La modification proposée est inconstitutionnelle et crée un grave précédent en termes de violation des droits acquis par la société civile pour protéger les biens communs des Argentins. Cela viole l'article 41 de la Constitution nationale, le principe de précaution et de prévention établi dans la loi générale sur l'environnement et le principe de non-régression environnementale reconnu dans l'accord d'Escazú.

L’initiative vise à son tour à transférer aux provinces la définition des glaciers et des zones de l’environnement périglaciaire qui doivent être classées comme ayant une « fonction hydrique pertinente » et donc protégées. Cela rompt avec le caractère national et uniforme des budgets environnementaux minimaux et permet des critères inégaux et purement administratifs sans aucune rigueur scientifique pour les systèmes d'eau qui ne reconnaissent pas les frontières politiques entre les juridictions provinciales. De cette manière, la protection de ces écosystèmes dépendrait de décisions soumises à des intérêts de mérite et d’opportunisme politique.
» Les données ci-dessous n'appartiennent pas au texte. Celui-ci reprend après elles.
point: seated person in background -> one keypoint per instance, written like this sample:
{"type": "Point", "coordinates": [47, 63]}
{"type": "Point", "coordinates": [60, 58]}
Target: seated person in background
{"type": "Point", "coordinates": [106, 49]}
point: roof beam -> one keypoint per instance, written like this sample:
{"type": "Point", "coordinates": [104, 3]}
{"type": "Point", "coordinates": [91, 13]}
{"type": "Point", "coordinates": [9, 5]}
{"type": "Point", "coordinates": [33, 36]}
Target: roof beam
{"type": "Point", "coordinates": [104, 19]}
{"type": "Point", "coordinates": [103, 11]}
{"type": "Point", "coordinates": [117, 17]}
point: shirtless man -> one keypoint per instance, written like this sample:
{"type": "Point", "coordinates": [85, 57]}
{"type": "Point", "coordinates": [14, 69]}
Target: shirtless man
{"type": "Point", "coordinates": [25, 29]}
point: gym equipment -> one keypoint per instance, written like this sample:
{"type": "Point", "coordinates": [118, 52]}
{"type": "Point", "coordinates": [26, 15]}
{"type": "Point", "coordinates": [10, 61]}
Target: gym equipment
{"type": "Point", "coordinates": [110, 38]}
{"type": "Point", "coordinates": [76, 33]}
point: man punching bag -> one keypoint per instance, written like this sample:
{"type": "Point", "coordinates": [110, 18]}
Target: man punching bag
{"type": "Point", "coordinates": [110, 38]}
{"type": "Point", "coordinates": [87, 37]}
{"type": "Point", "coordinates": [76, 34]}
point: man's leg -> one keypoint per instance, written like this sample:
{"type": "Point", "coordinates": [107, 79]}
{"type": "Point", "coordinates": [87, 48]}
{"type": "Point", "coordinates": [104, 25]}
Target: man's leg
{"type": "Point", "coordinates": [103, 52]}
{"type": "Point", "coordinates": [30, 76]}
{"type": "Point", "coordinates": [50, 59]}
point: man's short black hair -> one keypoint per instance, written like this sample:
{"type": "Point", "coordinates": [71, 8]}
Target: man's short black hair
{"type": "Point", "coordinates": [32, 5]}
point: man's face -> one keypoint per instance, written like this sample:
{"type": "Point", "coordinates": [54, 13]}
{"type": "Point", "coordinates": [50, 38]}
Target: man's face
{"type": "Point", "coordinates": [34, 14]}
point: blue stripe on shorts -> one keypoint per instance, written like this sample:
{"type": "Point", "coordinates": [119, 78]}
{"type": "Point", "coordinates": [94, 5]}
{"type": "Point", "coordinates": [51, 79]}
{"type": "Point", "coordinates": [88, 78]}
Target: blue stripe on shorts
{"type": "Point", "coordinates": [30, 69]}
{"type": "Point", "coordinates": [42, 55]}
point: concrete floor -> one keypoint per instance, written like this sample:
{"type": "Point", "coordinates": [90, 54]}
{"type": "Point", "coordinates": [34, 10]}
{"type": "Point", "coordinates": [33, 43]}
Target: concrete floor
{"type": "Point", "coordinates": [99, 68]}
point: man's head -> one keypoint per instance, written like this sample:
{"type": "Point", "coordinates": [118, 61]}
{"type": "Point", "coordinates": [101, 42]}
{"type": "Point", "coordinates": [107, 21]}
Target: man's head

Le pays dispose déjà d'une loi pionnière dans son domaine d'application en matière de protection des glaciers et de l'environnement périglaciaire, dont il peut être fier, car elle protège un bien fini et indispensable au développement de la société et des générations futures : l'eau douce.

Cependant, ils veulent nous faire croire que la norme actuelle symbolise un « obstacle » au développement ou qu’« elle n’est pas bien écrite ou définie ». La protection des glaciers est une politique d’État que la société argentine a déjà choisie en 2010 et que la Cour suprême de justice a ratifiée en 2019. Et c’est désormais le Congrès, à travers ses représentants, qui doit chercher à défendre la norme et ne pas revenir sur ce qui a déjà été établi. Prendre soin des glaciers ne signifie pas arrêter le développement : cela signifie garantir que le pays dispose de l'eau nécessaire à sa survie.

Une réforme régressive de la loi sur les glaciers compromettra non seulement l'avenir de l'eau de la nation, mais érodera également les fondements mêmes de la sécurité juridique qu'elle cherche à promouvoir. La loi sur les glaciers n’a pas besoin d’être réformée : elle doit être appliquée. Nous espérons que le Congrès honorera l’engagement qu’il a pris il y a 15 ans en promulguant une loi modèle dans le monde et qu’il ne permettra pas de régressions qui compromettraient le bien-être des Argentins.